After a hectic fifty minute drive the platoon pulls into Tim's Halt. Everyone is ready to pull out, as instructed in his warning message. They've waited until he arrives because they've insufficient transport.
He evaluates the situation. Women and children are loaded into the troop transports. The farm men, with their personal weapons, load up the few working farm vehicles. Each troop transport has a soldier to drive it, another in the back to operate its mounted machine-gun, and one corporal to command the detachment. Leaving him fifteen swords and himself to defend the farm.
Against his orders from the company commander Gerry intends to defend the farm and eliminate the band of brigands. Although it'd be uncomfortable they can overload the vehicles and everyone leave, but he isn't going to do that. He wants these scum to pay for what they did at Thistledown. While the troops take up position he tells them the full situation and offers them the opportunity to leave with the transports, if they wish. However, he's staying and fighting, even if it's by himself. The troops just move up to the wall and get ready for battle. He may be only thirteen years old, but they know he's tough and much more importantly, they know what he saw back there, 4th squad troops have talked a little bit. The Jeep is set up just behind a one and a quarter metre stone wall and covered with a tarpaulin, while the troops spread out beside it along this wall at the yard's eastern side.
The convoy is ready to move out with the farm vehicles sandwiched between the two troop transports when Shaun Matheson gets off. He says he'll stay to act as a medic, because he's a well-qualified medical technician. Patrick Matheson, the owner, isn't happy about his eighteen year old brother's decision, but accepts it. The convoy departs and is soon out of sight when it moves down the road.
Gerry radios the company commander with the current situation, and is promptly ordered out. He replies, "I'm sorry, Sir, court-martial me if you must. But I've a duty to the people to kill these scum. A duty to those these scum will harm in the future if they're not taken out now, and a duty to those they've already killed at Thistledown. I'd appreciate it if you can detach forces to 'High Reach' in the next valley and to Thistledown to ensure they don't get back over the mountains. I'd also appreciate any support forces you can send us. For the people! Out." The company commander can be heard swearing over the radio until Gerry turns it off.
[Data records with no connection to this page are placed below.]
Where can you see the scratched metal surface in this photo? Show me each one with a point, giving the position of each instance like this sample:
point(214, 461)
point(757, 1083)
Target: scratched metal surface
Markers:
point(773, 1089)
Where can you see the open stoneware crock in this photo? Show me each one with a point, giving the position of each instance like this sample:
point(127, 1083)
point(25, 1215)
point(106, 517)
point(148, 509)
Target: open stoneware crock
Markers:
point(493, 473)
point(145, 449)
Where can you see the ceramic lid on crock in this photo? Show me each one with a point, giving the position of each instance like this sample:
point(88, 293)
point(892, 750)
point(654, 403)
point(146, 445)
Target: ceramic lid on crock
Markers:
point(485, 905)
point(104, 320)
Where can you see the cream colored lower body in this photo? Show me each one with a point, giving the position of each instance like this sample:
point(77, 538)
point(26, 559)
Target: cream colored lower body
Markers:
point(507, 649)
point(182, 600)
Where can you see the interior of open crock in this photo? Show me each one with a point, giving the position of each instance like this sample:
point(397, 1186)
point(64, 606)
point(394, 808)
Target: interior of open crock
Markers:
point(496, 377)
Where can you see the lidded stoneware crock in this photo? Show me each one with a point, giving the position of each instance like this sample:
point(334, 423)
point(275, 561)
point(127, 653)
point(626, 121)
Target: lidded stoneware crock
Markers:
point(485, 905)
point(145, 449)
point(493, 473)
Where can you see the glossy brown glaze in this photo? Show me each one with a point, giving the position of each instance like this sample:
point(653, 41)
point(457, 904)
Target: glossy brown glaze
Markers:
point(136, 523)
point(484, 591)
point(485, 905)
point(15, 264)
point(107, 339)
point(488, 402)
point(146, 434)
Standing beside the Jeep, he says, "Listen up, everyone, this isn't going to be easy. I don't know if we'll win this or not. I do know, whatever happens, a lot of those bastards aren't going home." Drawing his sword he waves it above his head and sticks it in the ground while saying, "Here I stand, here I stay. The Amir stand and fight today." Thus declaring The Stand, letting the men know there'll be no quarter and no retreat in this battle. It also confirms what many have thought about why such a young man is an officer in the Guards, he's a royal prince and destined for higher things. They turn back to the wall and settle down to wait for the enemy. Gerry climbs into the heavy machine-gun's control seat; it's the most exposed position when the shooting starts, despite the light shield mounted on it. Shaun Matheson sits on the ground behind the Jeep, with two medical kits at hand.
After a thirty-five minute wait a large group of men emerge from the jungle edge and head to the farm house. They're looking about them while they slowly walk across the fields, it's clear they're concerned because they can't see anyone at work. The men take about twenty minutes to cover one hundred and fifty metres of the two hundred and forty metres from the jungle to the farm house.